The psychological challenge of the day was returning to basically almost exactly the same place that I’d played 2 days ago to do another gig. This double trip was no one’s fault, except for maybe God for sending the snow storm that saw the Bath gig postponed. And Corsham wasn’t as near to Bath as I thought. It’s actually much nearer to Chippenham where I am playing in about a month. The Bath-Chippenham corridor has been well served with gigs this tour and I wondered if it was worth doing a gig in a tiny arts centre in between those two bigger venues, neither of which is likely to sell out.

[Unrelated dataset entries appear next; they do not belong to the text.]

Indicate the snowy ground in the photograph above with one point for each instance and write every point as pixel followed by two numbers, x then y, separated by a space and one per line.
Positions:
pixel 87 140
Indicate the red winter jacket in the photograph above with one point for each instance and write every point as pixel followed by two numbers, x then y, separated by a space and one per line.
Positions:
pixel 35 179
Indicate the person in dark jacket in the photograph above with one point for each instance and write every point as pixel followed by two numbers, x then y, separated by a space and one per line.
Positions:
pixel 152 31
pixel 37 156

Probably not quite in terms of time and effort - a five hour round drive to perform to a maximum of 130 people (and as it turned out more like 110) is probably not something I want to be doing any more. The knock on effects in terms of tiredness are the problem, rather than any feeling that I am bigger or better than this (even though I AM). Yesterday I missed a trip with the kids to see some dinosaurs (they may not have been real), today I saw photos of my family having fun in a wood. You may feel like there are hundreds more days of your life where you could do this sort of stuff. But kids grow up fast and work gets in the way and there’s the possibility of checking out at any second and the work/life thing needs to be balanced.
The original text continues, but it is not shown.